In two decisions over the last two weeks, the court in the consolidated social media case in California seemed to expand further this concept, holding that BIPA created a right of privacy in an individual’s personal biometric information, and that “[a] violation of the BIPA notice and consent procedures infringes the very privacy rights the Illinois legislature sought to protect by enacting BIPA. That is quintessentially an intangible harm that constitutes a concrete injury in fact.”
In a February 26 decision, the court refused to dismiss claims brought by users of the platform, distinguishing both the McCullough and Vigil cases and recasting the rights under BIPA as “the right to control their biometric information by requiring notice before collection” and “the power to say no by withholding consent.” It added, “When an online service simply disregards the Illinois procedures … the right of the individual to maintain her biometric privacy vanishes into thin air. The precise harm the Illinois legislature sought to prevent is then realized. Consequently, the abrogation of the procedural rights mandated by BIPA necessarily amounts to a concrete injury.”

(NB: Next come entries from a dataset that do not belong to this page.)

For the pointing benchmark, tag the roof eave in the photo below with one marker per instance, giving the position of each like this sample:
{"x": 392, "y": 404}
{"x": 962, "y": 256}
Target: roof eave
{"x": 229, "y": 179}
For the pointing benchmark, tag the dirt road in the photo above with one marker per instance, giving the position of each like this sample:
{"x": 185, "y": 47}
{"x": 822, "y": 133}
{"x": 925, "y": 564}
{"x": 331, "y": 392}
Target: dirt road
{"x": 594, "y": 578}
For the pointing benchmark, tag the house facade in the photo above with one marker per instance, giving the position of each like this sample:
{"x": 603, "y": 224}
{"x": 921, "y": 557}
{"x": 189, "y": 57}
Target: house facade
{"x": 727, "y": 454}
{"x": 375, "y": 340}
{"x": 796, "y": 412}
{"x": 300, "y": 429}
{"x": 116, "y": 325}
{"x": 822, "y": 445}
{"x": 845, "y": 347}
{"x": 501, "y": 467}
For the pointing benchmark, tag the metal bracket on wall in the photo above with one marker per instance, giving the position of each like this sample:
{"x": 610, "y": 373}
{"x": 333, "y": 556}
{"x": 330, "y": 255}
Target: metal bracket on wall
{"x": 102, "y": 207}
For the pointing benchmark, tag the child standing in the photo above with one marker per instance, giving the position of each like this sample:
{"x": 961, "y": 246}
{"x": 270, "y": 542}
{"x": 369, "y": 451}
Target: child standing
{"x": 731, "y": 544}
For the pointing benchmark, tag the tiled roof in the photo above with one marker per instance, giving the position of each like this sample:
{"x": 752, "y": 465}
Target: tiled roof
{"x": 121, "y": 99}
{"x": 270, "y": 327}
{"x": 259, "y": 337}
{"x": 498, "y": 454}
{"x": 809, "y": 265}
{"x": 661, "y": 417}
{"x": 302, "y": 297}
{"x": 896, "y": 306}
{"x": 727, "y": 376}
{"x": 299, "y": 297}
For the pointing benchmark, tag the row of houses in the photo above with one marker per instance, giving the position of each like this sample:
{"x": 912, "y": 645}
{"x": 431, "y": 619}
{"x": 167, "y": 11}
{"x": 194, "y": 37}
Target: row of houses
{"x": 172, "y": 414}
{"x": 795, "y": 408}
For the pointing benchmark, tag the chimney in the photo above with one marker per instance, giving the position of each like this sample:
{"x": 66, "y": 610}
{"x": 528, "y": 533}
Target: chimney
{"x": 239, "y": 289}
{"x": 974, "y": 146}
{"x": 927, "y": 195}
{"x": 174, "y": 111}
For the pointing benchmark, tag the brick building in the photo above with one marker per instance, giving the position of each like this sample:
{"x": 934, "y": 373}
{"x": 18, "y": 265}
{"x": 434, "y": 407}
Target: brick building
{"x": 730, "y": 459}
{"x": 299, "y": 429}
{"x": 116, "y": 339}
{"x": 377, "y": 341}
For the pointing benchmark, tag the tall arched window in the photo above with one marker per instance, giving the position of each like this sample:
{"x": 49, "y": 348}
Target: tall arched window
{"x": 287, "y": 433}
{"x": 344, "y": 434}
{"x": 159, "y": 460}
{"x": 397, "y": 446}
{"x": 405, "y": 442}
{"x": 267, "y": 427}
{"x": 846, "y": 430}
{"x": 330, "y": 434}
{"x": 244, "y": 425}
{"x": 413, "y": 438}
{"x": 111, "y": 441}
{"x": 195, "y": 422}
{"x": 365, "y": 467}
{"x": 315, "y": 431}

In a short, summary opinion in a case involving BIPA claims of non-users, the court concluded that “[t]he fact difference between the cases … does not lead to a different conclusion at this stage.” In denying defendant’s motion to dismiss March 2, the court noted that defendant’s argument that it didn’t store face scans of non-users went to the merits of the case and was more properly resolved on summary judgment.
On the Horizon
As the case law continues to develop, businesses should identify where they may have exposure, review their internal policies regarding collection and use of biometric data, and generally review any of their consumer- or employee-facing documents for the inclusion of such things as notice, class action waivers and disclosures.